Theme 3: Operationalization of a palliative approach through integration and contextualization within healthcare systems
Models/systems of care for a palliative approach:
a) “early” palliative care [23, 52, 57]
“A palliative approach, also referred to as simultaneous care, acknowledges the likelihood of gradual transition, emphasizing quality of life considerations during the active treatment phase. It recognizes that treatment goals will evolve from seeking a cure, to control of disease and complications, maintaining physical functioning and quality of life, and ultimately to symptom control …. Early introduction of the palliative care health professionals as part of the multi-disciplinary treatment team can facilitate the transition from curative to palliative treatment. It is important that the palliative care professionals are seen as an integral part of the treatment team, which will enhance the sense of continuity of care and allay any fears of abandonment” [57].
b) integration into generalist practice [15, 19, 27, 34, 6164, 78, 83, 85, 88, 89, 92, 94, 99101, 103, 107, 115, 117119, 126, 129] “For nurses, the GSF appeared to provide structure, authority and permission to arrange both formal meetings with general practitioners and informal communication opportunities that facilitated the achievement of professional and patient care objectives… Systems were described to discuss patients within the primary health care team to ensure that people were aware of patients and that they were referred at an ‘appropriate’ time” [103].

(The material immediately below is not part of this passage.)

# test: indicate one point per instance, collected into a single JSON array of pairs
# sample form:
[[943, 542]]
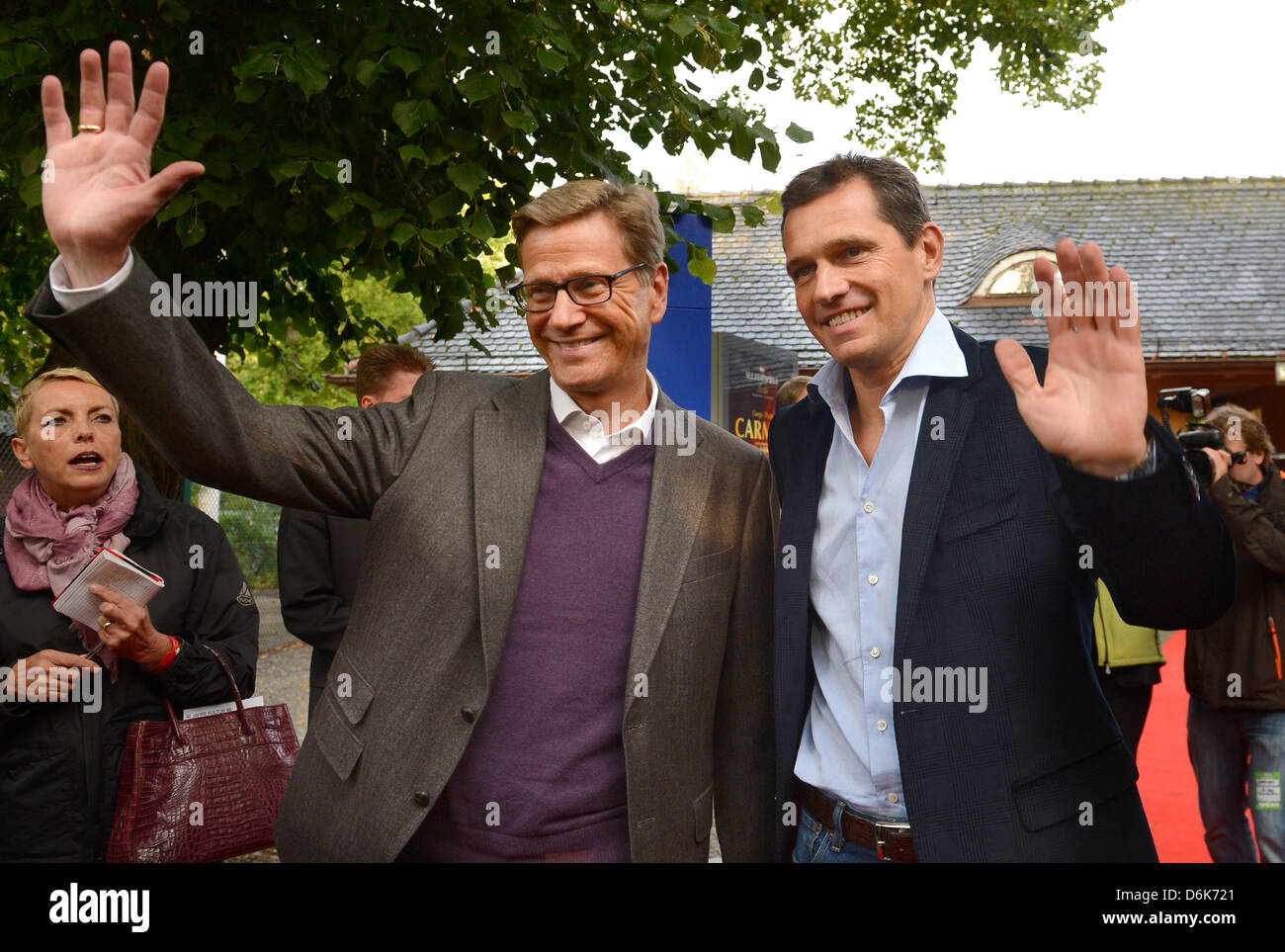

c) disease/condition-specific models for care delivery [2, 810, 13, 16, 51, 53, 55, 56, 59, 65, 68, 91, 93, 96, 97, 111] “The study’s primary finding was that there is a need to ‘dementia proof’ end of life care for people with dementia. If end of life care does not take into account the unique circumstances and needs of people with dementia, it is likely to fail them. This requires service providers and care professionals to ensure that the environments in which people live and die – be they at home, in a care home, in NHS continuing care or in a general hospital – do three things: use knowledge of dementia to identify and respond to physical care needs; go beyond task focused care; and prioritise planning and communication with the family” [8].
“Patients with heart failure need comprehensive palliation, regardless of disease stage or need for aggressive therapy. Collaborative, interdisciplinary care provided by the joint teams have benefited patients, families and staff by attending to symptoms, establishing goals of care, and planning for life outside the hospital” [96].
“It seems equally evident that the respiratory community has much to learn from the palliative care community about the breadth of service provision required. We suggest that only by working together and educating each other can we provide the expertise to respond to the above issues and support patients/carers across the respiratory–palliative care spectrum” [53].